Бог через пророков так же раскачивает верующих, как верующие через псалмы раскачивают Бога. Они дёргают Его, Он дёргает их. У нас свои просьбы, у Него свои. Договор с Богом оказывается договором о разговоре, скорее брачным договором, чем пактом политиков или сделкой бизнесменов. Сошлись, чтобы сходиться и дальше, с криками, топотом, слезами, кровью. Вроде бы всё обговорено, и всё навсегда, но — сама формулировка «навсегда» заставляет углубляться, открывать в другом и в себе какие-то новые пропасти и вершины. Дом Израиля — Дом Божий, и в этом доме отнюдь не тишина, а постоянные ссоры, гимны вперемешку с проклятиями и попрёками, объятия вперемешку с укорами, и в конце концов то ли угроза, то ли высшая награда — обещание Хозяина сделать этот дом открытым. А хозяйка, выходит, будет на весь мир готовить?
Эта шумная семейная жизнь с её конфликтами и примирениями продолжается по сей день и в иудаизме, и в христианстве. Сильная сторона веры в Бога Библии продолжается в слабостях. Люди истово веруют, что их жизнь не безразлична Богу, что Бог выстраивает для этой жизни дом, выстраивает на протяжении поколений, — и именно поэтому люди превращают свой дом в добровольное гетто. Идёт ли речь об Израиле как стране или о Церкви как организации, — быть страной или организацией менее всего соответствует Божьему замыслу о спасении, «домостроительный комбинат» выдаёт совсем другую продукцию, а то, что люди монтируют себе концлагерь, используя то, что запроектировано быть вселенной, это уж человеческое, слишком человеческое. Бог строит спасение, а люди устраивают перестройку — чтобы спасение было по их разумению. А разумение это вполне пещерное — пусть пещера будет для меня, а для кого я не люблю, пусть она не будет. Ну и остаётся человек в конце концов один в пещере, и хорошо ещё, если кто-то вспомнит, что вон в той пещере жил Исак Абрамыч, а в той Иван Петрович. Могут палеонтологи раскопать и дать им совсем другие имена…

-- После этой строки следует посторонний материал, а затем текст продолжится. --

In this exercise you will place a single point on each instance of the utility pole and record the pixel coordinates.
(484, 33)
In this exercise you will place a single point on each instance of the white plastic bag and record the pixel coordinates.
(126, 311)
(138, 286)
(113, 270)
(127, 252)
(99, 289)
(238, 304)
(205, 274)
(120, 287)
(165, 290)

Из всех видов гетто самое страшное — добровольное. Увы, все человеческие союзы и объединения, как ни старайся — именно гетто, потому что всегда пытаются спасти одних за счёт дистанцирования от других. Любое государство, любая религия, любое направление в искусстве. Не исключение и Израиль. Избрание Богом используется для обособления от людей. Страну превращают в ковчег, хотя никакого потопа нет. Точно то же потом произойдёт — уже произошло — с Церковью.
Так что ж, Богу плюнуть и заняться Своими делами? Он с нами и так, и сяк… То землю даст, то эту землю из-под ног выдернет и в Вавилон сошлёт, то к сердцу прижмёт, то римлян пришлёт.
Так это потому, что Бог на нас реагирует. Вот мы на Бога не очень реагируем, отсюда и проблемы. Из двух участников договора с Авраамом один явно глуховат, подслеповат, да ещё и преувеличивает свою глухоту, чтобы не тратить время на попрошаек.
Свою книгу о жизни Израиля и всего человечества накануне Рождества отец Александр Мень назвал «На пороге Нового Завета». Да, это порог. Но это порог, который не вводит в дом, а выводит из дома, из гетто, из пещеры туда, где, собственно, и живёт Спасение и где нет ни евреев, ни римлян, ни рабов, ни свободных, но только рай и спасение для всех, потому что спасение не для всех это гибель.